Yes. I doubt there is another way.

Do you know how tech book publishing works? It's not fiction publishing --
publishers aren't deluged with a large pool of manuscripts from which they can
pick out the best ones. The financial incentives are very poor: Unless they
target a very broad audience ( _see_ : David Pogue) tech book authors don't
make enough royalty money to reimburse them for their time. So publishers must
approach potential authors in advance, woo them, and sign them to book-
publishing contracts before the books are written. Since they can't offer
enough money, the publishers must approach people who have other incentives --
e.g. existing experts or inventors who want to promote themselves or their
tools. Unfortunately, the skills required to become an expert in something
like XML are not necessarily correlated with the skills required to write a
good book about it. And, of course, it can be hard to identify an expert in
advance. And it's often better to hire a lesser writer, or a lesser expert,
than to have _no_ book on a particular topic in your product line.

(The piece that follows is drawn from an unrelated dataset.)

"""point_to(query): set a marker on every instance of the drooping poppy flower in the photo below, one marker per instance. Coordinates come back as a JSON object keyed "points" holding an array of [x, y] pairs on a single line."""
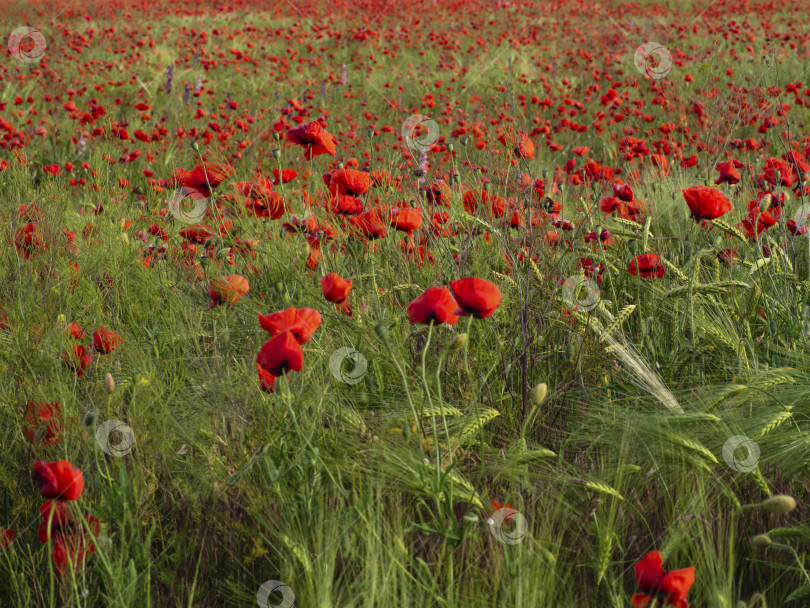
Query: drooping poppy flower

Once a book is delivered ( _if_ the book is delivered -- a lot of authors burn
out in the process), the publisher can work with the author to edit it, but
the option of rejecting the manuscript is probably difficult and expensive and
politically nasty. So, once written, I suspect that a tech book tends to be
published. Might as well let the reviewers and the public do the dirty work of
deciding that it's bad. Particularly since there are many subspecialties where
a badly-written book is far better than no book at all.